Rechtswidrig ist es allerdings, dass die Beklagte für die Inanspruchnahme ihrer Gemeindeorgane 4.100,- DM in die Gebührenkalkulation eingestellt hat. Nach der herrschenden Meinung (z.B. VGH Mannheim, Beschl. v. 27.2.1996 - 2 S 1407/94 - NVwZ-RR 1996, 593 = VBlBW 1996, 382; Schulte/Wiesemann, aaO, § 6 Rdnr. 171), der sich der Senat anschließt, gehören das anteilige Gehalt des Behördenleiters und Sitzungsgelder der Vertretungskörperschaft nicht zu den ansatzfähigen Gemeinkosten, weil deren Tätigkeiten Teil der allgemeinen Verwaltung sind und daher über den allgemeinen Haushalt finanziert werden müssen. Der somit fehlerhafte Ansatz von 4.100,-- DM führt indessen allein noch nicht zur Unwirksamkeit des von der Beklagten beschlossenen Gebührensatzes. Bei Gesamtkosten der Abwasserbeseitigung in Höhe von 7.750.000,- DM hat er eine ungerechtfertigte Überhöhung der angesetzten Kosten von lediglich weit weniger als 0,1 % zur Folge. Derart geringfügige Überschreitungen wirken sich auf die Rechtsstellung des Gebührenpflichtigen praktisch nicht nachteilig aus, weil sie eine nennenswerte Erhöhung des Gebührensatzes nicht bewirken. Zu Gunsten der abwasserbeseitigungspflichtigen Kommune ist andererseits zu berücksichtigen, dass kleinere Unzulänglichkeiten bei einer Gebührenkalkulation angesichts der Vielzahl der zu bewertenden Positionen häufig nur schwer vermeidbar sind. Sie können nicht nur in einer sachlich nicht mehr vertretbaren (Teil-)Prognose, sondern auch - wie hier - in der Berücksichtigung von aus Rechtsgründen nicht ansatzfähigen Kosten liegen. Bei dieser Interessenlage legt es das gewichtige Allgemeininteresse an einer effektiven und zügigen Refinanzierung öffentlicher Ausgaben nahe, bei geringfügig überhöhten Kostenansätzen, wie hier von weit weniger als 0,1 %, nicht von der Gesamtnichtigkeit des Gebührensatzes auszugehen, sondern die Kostenüberschreitung als noch rechtlich unbeachtlich anzusehen (so schon für einen um weniger als 0,3 % überhöhten Beitragssatz Urt. des Senats v. 26.2.2002 - 9 KN 3294/01 -).

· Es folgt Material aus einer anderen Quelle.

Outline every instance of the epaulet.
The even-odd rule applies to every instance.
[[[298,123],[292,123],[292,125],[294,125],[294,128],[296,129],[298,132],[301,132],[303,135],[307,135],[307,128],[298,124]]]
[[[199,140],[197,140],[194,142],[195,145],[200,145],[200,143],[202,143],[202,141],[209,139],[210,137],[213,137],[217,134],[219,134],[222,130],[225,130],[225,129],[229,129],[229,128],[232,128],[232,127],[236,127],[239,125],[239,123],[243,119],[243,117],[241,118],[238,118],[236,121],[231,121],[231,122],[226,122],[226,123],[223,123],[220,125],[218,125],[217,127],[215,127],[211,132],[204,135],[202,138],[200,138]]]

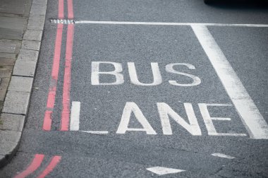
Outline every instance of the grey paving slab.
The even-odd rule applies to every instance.
[[[37,62],[39,52],[21,49],[17,60]]]
[[[2,113],[0,129],[23,131],[25,117],[20,114]]]
[[[0,13],[25,16],[28,13],[30,0],[1,0]]]
[[[6,90],[8,86],[10,78],[2,78],[0,84],[0,100],[4,101],[5,99]]]
[[[23,17],[0,17],[0,38],[21,40],[26,23]]]
[[[41,41],[42,32],[42,30],[27,30],[24,34],[23,40]]]
[[[2,66],[0,67],[0,78],[10,77],[12,73],[13,66]]]
[[[41,42],[23,40],[21,48],[29,50],[39,51],[40,49]]]
[[[35,61],[17,60],[14,66],[13,75],[33,77],[35,76],[36,64]]]
[[[21,136],[20,131],[1,130],[0,131],[0,154],[9,155],[16,149]]]
[[[29,17],[27,28],[31,30],[43,30],[44,18],[44,16],[31,15]]]
[[[0,57],[11,58],[16,59],[16,54],[0,52]]]
[[[0,28],[23,30],[27,24],[25,17],[0,16]]]
[[[0,52],[18,54],[20,47],[20,42],[16,40],[0,40]]]
[[[12,76],[8,86],[8,90],[30,93],[32,90],[32,77]]]
[[[6,58],[6,57],[0,57],[0,64],[1,66],[14,66],[16,61],[16,59],[14,58]]]
[[[30,93],[8,91],[2,112],[26,114],[29,105]]]
[[[46,15],[47,6],[42,4],[33,4],[30,13],[31,15]]]

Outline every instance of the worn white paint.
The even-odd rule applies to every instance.
[[[154,172],[154,174],[157,174],[158,175],[175,174],[175,173],[178,173],[178,172],[185,171],[183,170],[178,170],[178,169],[169,168],[169,167],[159,167],[159,166],[149,167],[149,168],[147,168],[146,170],[152,172]]]
[[[215,153],[212,154],[212,155],[216,156],[216,157],[219,157],[219,158],[226,158],[226,159],[230,159],[230,160],[236,158],[236,157],[227,155],[220,153]]]
[[[162,78],[161,76],[158,63],[152,62],[151,63],[151,66],[153,76],[153,82],[152,83],[144,83],[140,82],[139,79],[138,78],[138,77],[134,62],[128,62],[129,77],[130,78],[131,83],[135,85],[142,86],[152,86],[161,84],[162,83]]]
[[[192,104],[184,103],[187,116],[190,124],[188,124],[180,115],[175,112],[167,104],[157,102],[158,112],[159,113],[161,124],[164,135],[172,135],[171,126],[169,122],[170,116],[178,124],[185,129],[193,136],[201,136],[201,130],[199,127],[197,119],[193,109]]]
[[[192,74],[176,71],[173,69],[174,66],[185,66],[188,67],[189,69],[195,69],[195,67],[193,65],[187,64],[187,63],[175,63],[175,64],[170,64],[166,66],[166,71],[167,72],[190,77],[190,78],[192,78],[193,82],[191,83],[178,83],[177,81],[169,81],[169,83],[170,84],[173,85],[176,85],[176,86],[195,86],[195,85],[198,85],[199,84],[201,83],[201,80],[199,77],[197,77]]]
[[[79,131],[80,102],[72,102],[71,109],[70,131]]]
[[[78,20],[75,24],[107,24],[107,25],[202,25],[202,26],[220,26],[220,27],[256,27],[267,28],[267,24],[238,24],[238,23],[161,23],[161,22],[126,22],[126,21],[92,21]]]
[[[113,71],[99,71],[100,64],[111,64],[114,67]],[[93,85],[120,85],[124,83],[123,76],[122,72],[122,64],[120,63],[110,62],[110,61],[92,61],[92,73],[91,73],[91,83]],[[113,83],[100,83],[99,75],[112,75],[115,76],[116,81]]]
[[[133,112],[135,118],[143,128],[128,128],[131,113]],[[116,134],[125,134],[127,131],[145,131],[147,134],[156,135],[157,133],[152,129],[138,106],[133,102],[127,102],[123,111],[123,114]]]
[[[218,107],[229,107],[232,106],[230,104],[206,104],[199,103],[199,108],[200,109],[201,114],[203,117],[205,124],[207,129],[207,134],[209,136],[246,136],[245,134],[236,134],[236,133],[218,133],[216,131],[215,126],[213,124],[213,120],[221,121],[230,121],[231,118],[225,117],[212,117],[209,114],[207,106],[218,106]]]
[[[191,25],[250,138],[268,139],[268,125],[206,26]]]
[[[89,133],[92,134],[108,134],[109,131],[79,131],[81,132],[85,132],[85,133]]]

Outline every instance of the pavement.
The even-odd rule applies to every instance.
[[[267,177],[267,6],[226,1],[49,1],[0,175]]]
[[[0,167],[16,154],[25,123],[47,1],[0,2]]]

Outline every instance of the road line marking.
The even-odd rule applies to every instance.
[[[65,69],[63,88],[62,94],[62,112],[61,131],[68,131],[70,121],[70,89],[71,89],[71,73],[73,55],[73,24],[68,25],[66,52],[65,54]]]
[[[68,0],[68,18],[73,19],[73,0]]]
[[[58,18],[64,18],[64,0],[59,0]]]
[[[80,102],[73,102],[71,110],[70,131],[79,131]]]
[[[108,134],[109,131],[79,131],[81,132],[85,132],[92,134]]]
[[[236,157],[227,155],[220,153],[215,153],[212,154],[212,155],[216,156],[216,157],[219,157],[219,158],[227,158],[227,159],[230,159],[230,160],[236,158]]]
[[[14,178],[24,178],[34,172],[40,167],[41,163],[44,160],[44,155],[36,154],[31,164],[26,168],[26,170],[15,176]]]
[[[191,25],[250,138],[268,139],[268,125],[206,26]]]
[[[54,156],[49,164],[44,169],[44,170],[42,172],[41,172],[41,174],[37,177],[37,178],[44,178],[47,175],[48,175],[58,165],[61,159],[61,156]]]
[[[205,25],[220,27],[268,27],[268,24],[238,24],[238,23],[161,23],[161,22],[127,22],[127,21],[92,21],[78,20],[76,24],[106,24],[106,25]]]
[[[185,171],[183,170],[178,170],[178,169],[169,168],[169,167],[159,167],[159,166],[146,168],[146,170],[152,172],[154,172],[154,174],[157,174],[158,175],[175,174],[175,173],[178,173],[178,172]]]
[[[55,104],[56,85],[59,78],[59,63],[61,60],[63,28],[63,24],[58,24],[54,47],[54,57],[53,59],[51,76],[49,83],[49,91],[47,101],[47,110],[44,113],[43,122],[43,130],[45,131],[50,131],[51,127],[52,114]]]

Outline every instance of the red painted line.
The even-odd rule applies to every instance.
[[[53,59],[51,78],[49,85],[49,92],[47,97],[47,110],[44,114],[43,130],[50,131],[52,123],[52,113],[55,103],[56,85],[59,77],[59,69],[61,59],[62,30],[63,25],[58,24],[54,47],[54,57]]]
[[[68,18],[73,19],[73,0],[68,0]]]
[[[64,18],[64,0],[59,0],[58,17],[59,19]]]
[[[28,167],[27,167],[25,171],[14,177],[14,178],[24,178],[34,172],[41,165],[41,163],[44,160],[44,155],[36,154],[35,155],[35,158],[32,160]]]
[[[61,160],[61,156],[54,156],[49,164],[44,169],[44,170],[42,172],[41,172],[41,174],[37,177],[37,178],[44,178],[47,175],[48,175],[51,171],[53,171],[55,167],[58,165],[58,163]]]
[[[65,70],[62,95],[62,112],[61,131],[68,131],[70,122],[70,88],[73,55],[74,25],[68,25],[66,52],[65,54]]]

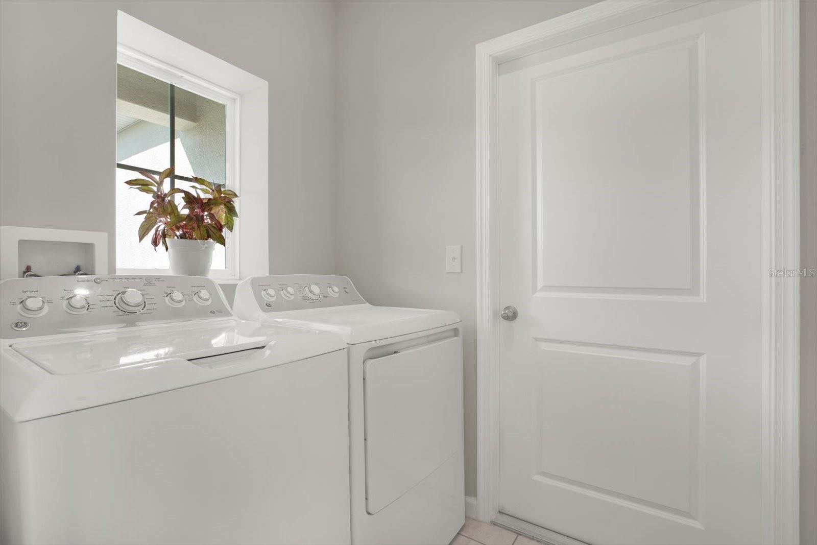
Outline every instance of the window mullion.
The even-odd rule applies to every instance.
[[[170,83],[170,166],[176,172],[176,86]],[[170,189],[176,187],[176,176],[170,175]]]

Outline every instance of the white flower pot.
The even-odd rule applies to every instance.
[[[180,276],[207,276],[212,265],[215,240],[167,239],[170,274]]]

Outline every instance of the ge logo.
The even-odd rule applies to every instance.
[[[30,327],[31,327],[30,324],[29,324],[28,322],[24,322],[23,320],[20,320],[19,322],[15,322],[14,324],[11,324],[11,328],[16,329],[17,331],[25,331]]]

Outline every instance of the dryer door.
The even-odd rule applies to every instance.
[[[462,448],[459,337],[364,363],[366,511],[374,514]]]

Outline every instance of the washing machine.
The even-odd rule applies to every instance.
[[[202,277],[0,283],[4,543],[350,540],[346,343]]]
[[[448,543],[465,522],[462,327],[446,310],[369,305],[345,276],[243,281],[239,317],[348,345],[353,543]]]

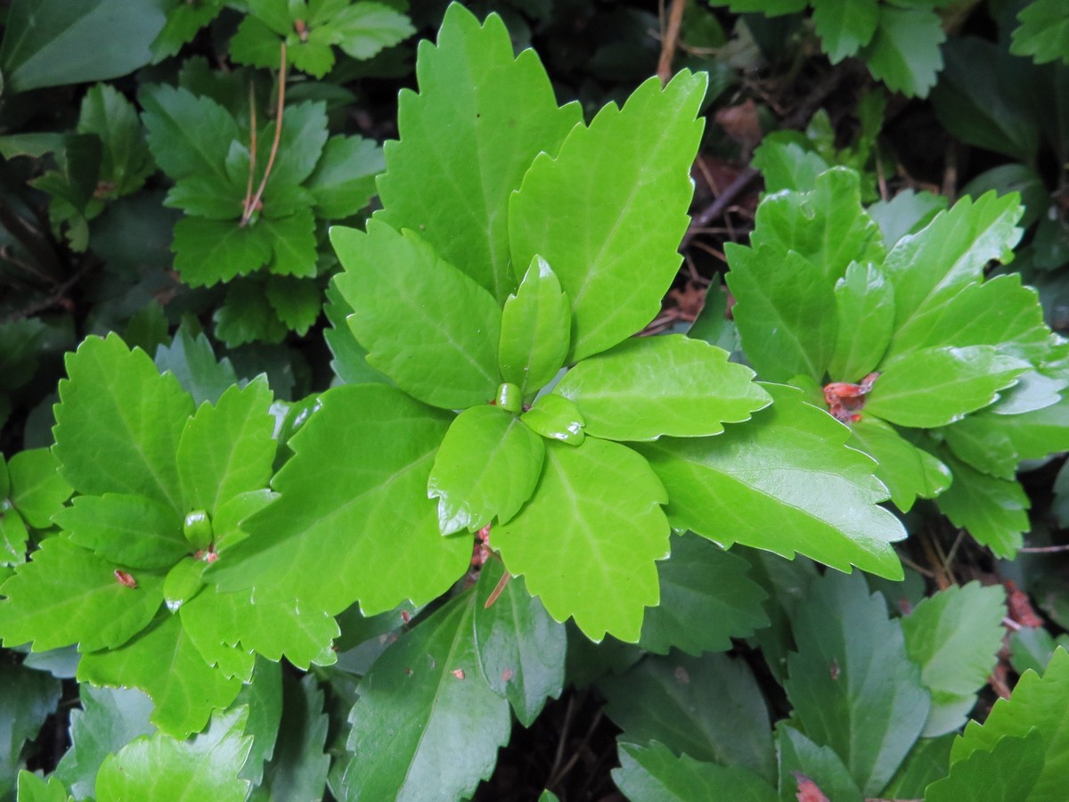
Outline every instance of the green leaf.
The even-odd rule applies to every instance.
[[[56,514],[72,543],[102,559],[133,569],[158,570],[189,552],[182,518],[173,508],[144,496],[105,493],[78,496]]]
[[[593,437],[577,447],[547,441],[538,489],[518,515],[494,527],[494,547],[558,621],[574,617],[592,641],[611,633],[635,642],[642,607],[659,600],[654,561],[668,555],[667,500],[631,449]]]
[[[162,732],[133,741],[100,766],[96,799],[244,802],[250,784],[237,774],[252,745],[251,738],[242,736],[247,715],[244,708],[219,713],[205,732],[189,741]]]
[[[812,22],[821,49],[833,64],[853,56],[872,40],[880,13],[876,0],[814,0]]]
[[[890,492],[890,500],[909,512],[914,500],[934,498],[950,485],[950,469],[935,457],[903,438],[879,418],[862,416],[851,423],[847,444],[878,463],[876,477]]]
[[[543,437],[577,446],[586,437],[586,421],[578,407],[563,396],[547,394],[534,401],[521,418]]]
[[[1037,64],[1062,59],[1069,64],[1069,12],[1060,0],[1033,0],[1017,15],[1014,56],[1031,56]]]
[[[943,26],[931,9],[880,5],[880,25],[861,51],[872,77],[909,97],[927,97],[943,68]]]
[[[246,521],[250,537],[208,576],[223,590],[254,586],[258,602],[298,599],[331,615],[357,599],[367,615],[425,604],[471,557],[469,537],[441,537],[427,497],[450,416],[378,384],[320,402],[275,477],[281,498]]]
[[[620,743],[620,768],[613,781],[632,802],[777,802],[768,782],[742,766],[700,762],[676,756],[656,741],[639,746]]]
[[[924,349],[883,368],[865,411],[899,426],[934,429],[993,403],[1026,370],[1026,361],[993,345]]]
[[[170,613],[118,649],[84,654],[78,681],[141,689],[155,705],[152,723],[175,738],[200,731],[212,710],[227,707],[242,688],[239,680],[204,662],[179,616]]]
[[[529,727],[547,697],[564,687],[568,635],[524,581],[513,576],[497,599],[486,603],[505,575],[499,560],[487,560],[479,572],[475,599],[475,647],[486,684],[509,700],[520,723]]]
[[[143,495],[181,511],[174,452],[192,399],[113,334],[87,338],[66,368],[53,449],[64,478],[81,493]]]
[[[501,377],[530,396],[549,382],[568,355],[572,307],[549,263],[536,255],[501,310],[497,359]]]
[[[360,681],[346,744],[353,757],[341,778],[345,799],[405,799],[429,788],[460,799],[490,776],[511,721],[509,704],[479,668],[474,602],[471,592],[452,599]]]
[[[0,46],[6,93],[131,73],[149,63],[164,21],[156,0],[16,0]]]
[[[950,774],[925,789],[926,802],[1017,802],[1044,797],[1036,787],[1043,773],[1042,732],[1004,736],[950,767]]]
[[[274,400],[266,376],[232,386],[202,405],[179,443],[179,476],[186,510],[215,514],[239,493],[266,487],[275,460]]]
[[[59,467],[55,454],[47,448],[19,451],[7,463],[11,488],[0,492],[0,503],[10,493],[12,504],[26,523],[34,529],[47,529],[52,515],[71,497],[71,485]]]
[[[509,203],[516,264],[540,253],[572,302],[567,361],[611,348],[649,323],[680,264],[693,195],[690,167],[703,73],[651,78],[623,109],[577,125],[554,158],[541,153]]]
[[[836,349],[835,294],[821,269],[794,251],[729,243],[727,284],[743,348],[757,372],[822,383]]]
[[[861,178],[843,167],[818,175],[811,191],[766,196],[755,225],[754,248],[794,251],[812,263],[828,287],[851,262],[879,262],[884,256],[880,227],[862,209]]]
[[[539,153],[556,154],[582,109],[557,107],[538,56],[513,56],[499,16],[480,27],[459,3],[446,12],[437,46],[420,43],[416,74],[419,94],[403,90],[399,101],[401,141],[385,146],[379,217],[419,231],[503,302],[516,287],[511,264],[533,256],[510,258],[509,197]]]
[[[998,699],[982,725],[970,722],[950,750],[951,773],[958,761],[978,751],[992,751],[1004,736],[1027,737],[1037,732],[1044,750],[1033,749],[1042,756],[1042,770],[1033,788],[1034,799],[1057,799],[1069,767],[1069,729],[1065,726],[1065,710],[1069,704],[1069,652],[1054,652],[1042,679],[1035,672],[1025,672],[1008,699]]]
[[[368,233],[336,227],[330,241],[345,266],[335,283],[369,365],[433,406],[494,398],[501,312],[490,293],[412,231],[369,220]]]
[[[941,459],[950,468],[954,482],[939,497],[940,511],[995,556],[1012,558],[1021,547],[1021,533],[1031,528],[1024,489],[1017,481],[981,474],[949,454],[941,454]]]
[[[895,290],[871,262],[851,262],[835,283],[835,346],[827,372],[859,382],[879,364],[895,325]]]
[[[950,586],[902,618],[905,649],[932,696],[925,738],[957,730],[976,705],[1002,648],[1005,596],[998,585]]]
[[[477,531],[520,511],[542,473],[544,441],[496,406],[472,406],[450,425],[434,457],[427,495],[438,499],[443,535]]]
[[[341,220],[355,215],[375,195],[375,175],[386,167],[382,149],[370,139],[330,137],[305,186],[319,217]]]
[[[647,651],[727,651],[732,637],[769,624],[762,608],[768,596],[747,575],[749,565],[704,538],[672,538],[671,558],[657,565],[657,573],[661,603],[647,611],[638,641]]]
[[[874,464],[843,445],[849,430],[789,387],[762,385],[774,403],[748,426],[707,439],[667,439],[639,451],[668,489],[672,526],[725,547],[738,542],[902,576],[890,543],[904,533],[876,506],[886,490]]]
[[[871,797],[890,780],[928,718],[929,696],[883,597],[859,574],[828,572],[793,620],[799,651],[784,688],[793,719],[842,758]]]
[[[0,635],[5,646],[33,642],[35,651],[79,644],[114,648],[153,618],[164,600],[162,577],[135,573],[126,587],[115,567],[63,537],[46,538],[33,559],[2,586]]]
[[[769,711],[744,660],[648,657],[598,687],[625,740],[660,741],[677,755],[775,777]]]
[[[149,723],[152,699],[138,690],[83,682],[78,696],[82,709],[71,711],[71,749],[56,767],[56,776],[84,799],[92,796],[96,773],[109,754],[156,728]]]
[[[667,335],[625,340],[585,359],[554,392],[576,405],[587,434],[647,441],[718,434],[725,421],[748,420],[771,401],[753,377],[723,349]]]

Eine Nichtigkeit der streitigen Gebührensätze der Beklagten ergibt sich aber aus dem Kostenansatz von 764.200,- DM für einen „geldwerten Vorteil“. Diese Position beruht nach den Angaben der Beklagten in der Berufungsverhandlung auf folgendem Sachverhalt: Im Kalkulationszeitraum betrieb der Landkreis Hannover auf einem der Beklagten gehörenden Grundstück eine Abfallbeseitigungsdeponie. Die Beklagte verbrachte ihren Klärschlamm dorthin, und zwar kostenlos, weil der Landkreis wegen der Nutzungsüberlassung vertraglich auf die Erhebung der sonst für angelieferten Klärschlamm berechneten Gebühr von 491,- DM pro Tonne verzichtet hatte. Die Beklagte meint, bei der Anlieferung ihres Klärschlamms auf eine andere Deponie hätten mindestens 190,- DM pro Tonne gezahlt werden müssen, was zu ansatzfähigen Gesamtkosten in Höhe von 764.200,- DM führe. Die Beklagte hält diesen Betrag also für in der Gebührenkalkulation berücksichtigungsfähig, weil bei einer anderen Gestaltung des Sachverhalts, nämlich einer kostenpflichtigen Entsorgung des Klärschlamms, Ausgaben in dieser Höhe entstanden wären. Ihrer insoweit geäußerten Ansicht, dass „jede Art von geldwertem Vorteil“ ansatzfähig sei, kann nicht gefolgt werden. Der betriebswirtschaftliche Kostenbegriff stellt nicht auf geldwerte Vorteile für die Gebührenschuldner, sondern - wie dargelegt - auf einen Wertverzehr in Bezug auf Güter und Dienstleistungen ab. An dem tatsächlichen Verbrauch von Gütern oder Dienstleistungen fehlt es aber, wenn Klärschlamm - wie hier auf der Abfallbeseitigungsdeponie des Landkreises Hannover - kostenlos entsorgt wird. Kosten, die nicht entstanden sind, bei einer anderen Entsorgungsform aber entstanden wären, sind rein fiktiv und im betriebswirtschaftlichen Sinn deshalb unbeachtlich (vgl. z.B. VGH Mannheim, Urt. v. 16.2.1989, aaO sowie Schulte/Wiesemann, aaO, § 6 Rdnrn. 184 und 491 b).